Diese Meinung teilt auch Andreas Rath. Er ist Geschäftsführer von Brains and Games, einem Anbieter von erlebnisorientiertem Training. Wer dabei an Quadfahren oder Fallschirmspringen denkt, liegt falsch. Im Vordergrund der Trainings steht der Prozess. Durch die körperlichen Übungen soll lediglich das Lernen erleichtert werden. Rath legt viel Wert darauf, sich von reinen Event-Anbietern abzuheben.

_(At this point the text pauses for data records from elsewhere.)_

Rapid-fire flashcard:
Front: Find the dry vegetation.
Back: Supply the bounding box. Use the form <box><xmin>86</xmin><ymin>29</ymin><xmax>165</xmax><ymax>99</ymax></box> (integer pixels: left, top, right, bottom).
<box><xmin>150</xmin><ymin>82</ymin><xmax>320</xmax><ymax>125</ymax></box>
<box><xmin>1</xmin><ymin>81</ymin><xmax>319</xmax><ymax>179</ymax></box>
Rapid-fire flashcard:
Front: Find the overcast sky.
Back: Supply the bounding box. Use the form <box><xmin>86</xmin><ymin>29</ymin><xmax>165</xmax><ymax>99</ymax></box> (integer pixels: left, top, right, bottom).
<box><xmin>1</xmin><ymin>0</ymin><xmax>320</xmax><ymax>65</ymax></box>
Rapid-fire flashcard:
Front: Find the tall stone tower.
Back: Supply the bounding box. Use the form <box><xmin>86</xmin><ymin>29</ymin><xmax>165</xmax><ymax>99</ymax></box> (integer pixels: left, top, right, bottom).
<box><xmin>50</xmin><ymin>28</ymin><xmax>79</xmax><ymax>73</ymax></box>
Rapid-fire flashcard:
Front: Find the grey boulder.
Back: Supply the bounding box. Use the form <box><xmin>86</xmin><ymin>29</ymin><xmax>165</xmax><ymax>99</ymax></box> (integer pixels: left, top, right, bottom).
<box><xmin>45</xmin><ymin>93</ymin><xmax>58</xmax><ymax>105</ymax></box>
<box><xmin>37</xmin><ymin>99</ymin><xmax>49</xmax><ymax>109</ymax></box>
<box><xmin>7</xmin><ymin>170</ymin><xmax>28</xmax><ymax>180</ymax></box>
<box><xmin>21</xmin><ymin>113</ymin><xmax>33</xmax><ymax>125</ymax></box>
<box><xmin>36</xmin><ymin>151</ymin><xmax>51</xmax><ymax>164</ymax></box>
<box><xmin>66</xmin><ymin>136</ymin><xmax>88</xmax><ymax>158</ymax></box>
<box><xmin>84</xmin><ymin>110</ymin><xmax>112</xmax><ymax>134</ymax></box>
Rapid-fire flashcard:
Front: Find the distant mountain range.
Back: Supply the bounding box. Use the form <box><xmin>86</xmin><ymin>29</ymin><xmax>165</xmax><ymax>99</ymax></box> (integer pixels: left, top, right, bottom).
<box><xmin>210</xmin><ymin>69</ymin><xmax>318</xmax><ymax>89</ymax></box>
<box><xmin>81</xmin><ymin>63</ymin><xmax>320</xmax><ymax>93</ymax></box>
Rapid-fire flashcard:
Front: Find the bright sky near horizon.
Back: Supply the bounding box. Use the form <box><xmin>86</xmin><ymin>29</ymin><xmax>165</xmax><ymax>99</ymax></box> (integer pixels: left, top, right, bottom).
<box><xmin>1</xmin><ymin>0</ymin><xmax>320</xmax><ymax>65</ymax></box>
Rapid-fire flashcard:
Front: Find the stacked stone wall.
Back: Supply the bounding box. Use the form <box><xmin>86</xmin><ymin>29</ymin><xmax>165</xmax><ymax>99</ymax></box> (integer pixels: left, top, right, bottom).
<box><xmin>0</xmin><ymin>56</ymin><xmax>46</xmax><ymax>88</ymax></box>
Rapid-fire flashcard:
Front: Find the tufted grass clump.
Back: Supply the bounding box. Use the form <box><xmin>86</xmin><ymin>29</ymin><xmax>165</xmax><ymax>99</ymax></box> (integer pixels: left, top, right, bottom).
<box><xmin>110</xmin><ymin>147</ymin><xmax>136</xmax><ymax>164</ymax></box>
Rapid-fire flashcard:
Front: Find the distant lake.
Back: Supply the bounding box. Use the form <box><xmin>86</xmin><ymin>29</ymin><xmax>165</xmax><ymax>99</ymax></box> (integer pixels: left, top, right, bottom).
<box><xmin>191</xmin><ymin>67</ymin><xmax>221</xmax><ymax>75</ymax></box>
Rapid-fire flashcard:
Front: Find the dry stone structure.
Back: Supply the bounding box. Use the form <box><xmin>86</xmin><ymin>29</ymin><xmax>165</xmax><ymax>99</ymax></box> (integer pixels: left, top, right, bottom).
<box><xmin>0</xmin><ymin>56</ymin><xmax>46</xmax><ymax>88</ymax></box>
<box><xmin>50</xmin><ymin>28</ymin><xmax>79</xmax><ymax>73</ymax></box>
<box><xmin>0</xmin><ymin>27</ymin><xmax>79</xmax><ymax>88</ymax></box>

"Es gibt eine große Schar an Event-Anbietern, die die Übungen gut drauf haben, aber den Prozess nicht beherrschen", weiß er. Das findet er grundsätzlich nicht schlimm. Gefährlich werde es nur, wenn diese Anbieter etwas versprechen, was sie nicht halten können, wie zum Beispiel eine Veränderung des Kundenverhaltens.

Auftragsklärung wichtig

Rath hält deshalb die Auftragsklärung für enorm wichtig. Auch der Management-Geschäftsführer Gehrer rät dringend zu einem Vorgespräch mit dem Anbieter, "damit das Ziel geklärt wird". Außerdem könne man hier abtesten, wie gut sich der Anbieter auf das Unternehmen vorbereitet hat und wie sehr er gewillt ist, auf die individuellen Wünsche des Auftraggebers einzugehen.

Gehrer ist überzeugt, dass man in manchen Fällen gar nicht erst hunderte Euro für ein Seminar hinblättern muss, um gewisse Effekte zu erzielen. So könnte beispielsweise auch eine Bergtour mit allen Mitarbeitern das Unternehmen zusammenschweißen. Über den Seminaranbieter soll man sich jedenfalls Informationen einholen, meint Gehrer. Er hält Mundpropaganda für die verlässlichste Quelle.

Thomas Lutz, Microsoft Österreich-Sprecher, hält es "sicher für sinnvoll, die ausgetretenen Pfade zu verlassen", sich also auch auf unkonventionelle Methoden einzulassen - "insbesondere in der kreativen Phase des Sondierens von Entscheidungsalternativen". Allerdings komme es dabei sehr auf die Art der anstehenden Entscheidung an. Nicht alle Probleme seien für eine ausgefallene Problembehandlung geeignet .

Dass Rauchenwalds "Brainstorming"-Methode Anklang findet, bestätigt zumindest Josef Steiner, Leiter der Personalentwicklung beim MAN Konzern. Mehr als 20 Seminare habe man bereits bei Rauchenwald zu vollster Zufriedenheit gebucht. Das Ergebnis laut Steiner: "Man denkt öfter bewusst nach."